As i've been saying, gold looks a lot better than silver so far. Note how well the blue line I fit to the 144-day moving average has served as support. Note also how the 144-day moving average appears to have been effective support last week. A lot of us were expecting that in the summer.
As long as these levels hold, we are doing fine. However, I predict a weekly *close* at the lower black line, and perhaps a daily close some time in the next few weeks at the 144 or 150-day moving average.
6 comments:
Looks like everyone and their dog are going short on the general market trying to make up for losses in the recent downdraft. Which means everyone is right for a change? Can't decide if I am being contrary for the sake of it or it's a good thing.
This is a really tough market to trade. Bill Downey is talking about shorting gold if it hits $1680, expecting a test of $1600.
Silver's short term action was even harder to guess until I saw this from Wynter Benton:
"Our group GUARANTEES that silver will trade above $45 by November 30, 2011. No caveats, no excuses. The charts arent saying so but we are stating that silver will be above $(45) by November 30, 2011."
Now it's ridiculously easy!
The best lesson I ever learned is;
Sometimes the best trade is don't.
Patience and wait for the setup in other words. But the obvious play is to short which means I am heading to the coin dealer next Monday with my new interest free credit card and buying some Silver and Palladium if they have it. Thanks Citi bank. Hugs.
Of course I am just being contrary because now everyone is now waiting for $20 silver. So I'll plop down enough credits so that even if Silver drops to $20 I'll still be up over all. Not maxing out the card or anything :)
Margin hikes all over the place. Big banks getting squeezed and in need of more bailouts. Everyone terrified of 2008 deja vu. It sure smells like QE in the wind.

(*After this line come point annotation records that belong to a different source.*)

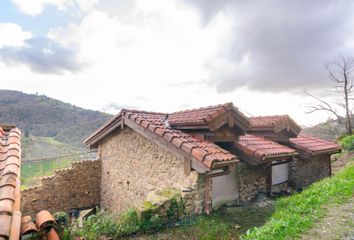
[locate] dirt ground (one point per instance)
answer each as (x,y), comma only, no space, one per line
(338,224)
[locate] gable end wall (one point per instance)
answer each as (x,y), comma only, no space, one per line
(132,166)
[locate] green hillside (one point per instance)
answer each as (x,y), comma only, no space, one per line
(38,115)
(329,130)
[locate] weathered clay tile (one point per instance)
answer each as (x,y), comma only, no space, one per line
(6,206)
(7,192)
(312,145)
(44,220)
(10,160)
(15,225)
(5,225)
(52,235)
(8,179)
(259,147)
(28,226)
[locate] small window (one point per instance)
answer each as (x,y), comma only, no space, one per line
(280,173)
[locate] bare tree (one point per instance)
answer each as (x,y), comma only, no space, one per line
(341,74)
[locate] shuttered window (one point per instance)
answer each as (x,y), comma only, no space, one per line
(280,173)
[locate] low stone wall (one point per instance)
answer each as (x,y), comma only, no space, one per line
(194,200)
(306,171)
(252,180)
(75,187)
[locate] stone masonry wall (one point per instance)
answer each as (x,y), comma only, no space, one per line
(306,171)
(75,187)
(252,180)
(132,166)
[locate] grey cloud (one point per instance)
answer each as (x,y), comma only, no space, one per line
(287,42)
(118,107)
(42,55)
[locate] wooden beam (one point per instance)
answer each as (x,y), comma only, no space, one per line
(196,165)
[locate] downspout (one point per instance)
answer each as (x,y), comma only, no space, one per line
(209,176)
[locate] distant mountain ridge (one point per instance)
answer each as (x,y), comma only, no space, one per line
(39,115)
(330,130)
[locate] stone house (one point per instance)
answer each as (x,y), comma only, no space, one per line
(214,155)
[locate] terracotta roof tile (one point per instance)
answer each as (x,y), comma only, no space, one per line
(28,226)
(200,116)
(10,161)
(260,148)
(312,145)
(274,123)
(196,147)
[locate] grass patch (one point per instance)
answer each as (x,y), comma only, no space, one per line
(297,213)
(227,223)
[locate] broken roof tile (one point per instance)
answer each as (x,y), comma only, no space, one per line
(262,149)
(10,161)
(202,116)
(275,123)
(187,143)
(313,146)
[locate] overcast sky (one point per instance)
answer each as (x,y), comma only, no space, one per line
(168,55)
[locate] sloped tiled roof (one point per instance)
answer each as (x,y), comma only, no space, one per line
(203,151)
(10,160)
(202,116)
(261,149)
(313,146)
(274,123)
(167,128)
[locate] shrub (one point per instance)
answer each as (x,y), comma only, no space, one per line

Greece I am sick of hearing about. Just burn the place down and claim the insurance. That's what I would do if it was my place. Apologies to my friend Yotis but your country is a lunatic asylum and the cuckoos are running the show.
.. Yep, no gift quite like the Benton Guarantee!! They also promised to spike the price of silver 'like JPM' but were ambiguous about the direction. This time at least, they are recommending stop losses. Well thank goodness for that, clear direction and strong leadership! That is one hell of a shits and giggles trip the writer is having.
@Louis - sage advice. 'Hold' is currently the strategy in this camp (not the metals on credit part).
and ditto re: Greece, if only I had a dollar for every opinion I've read about the Euro being doomed ...
There are a couple of advantages to the 0% Credit card strategy.
1. No margin calls
2. Can't be shaken out with volatility
3. 100% leverage. Pure profit in other words after gas money.
4. Can sit as long as necessary until I am proven correct.
Disadvantages:
1. Can only bet in one direction
2. Not as liquid as the coin dealer only operates 9-5
If I was really evil I could take my credit cards and clean out the coin dealer and then say f.u. to the credit card companies.
Should add to the disadvantage column that the buy and sell spread is going to be a couple of percentage points as well.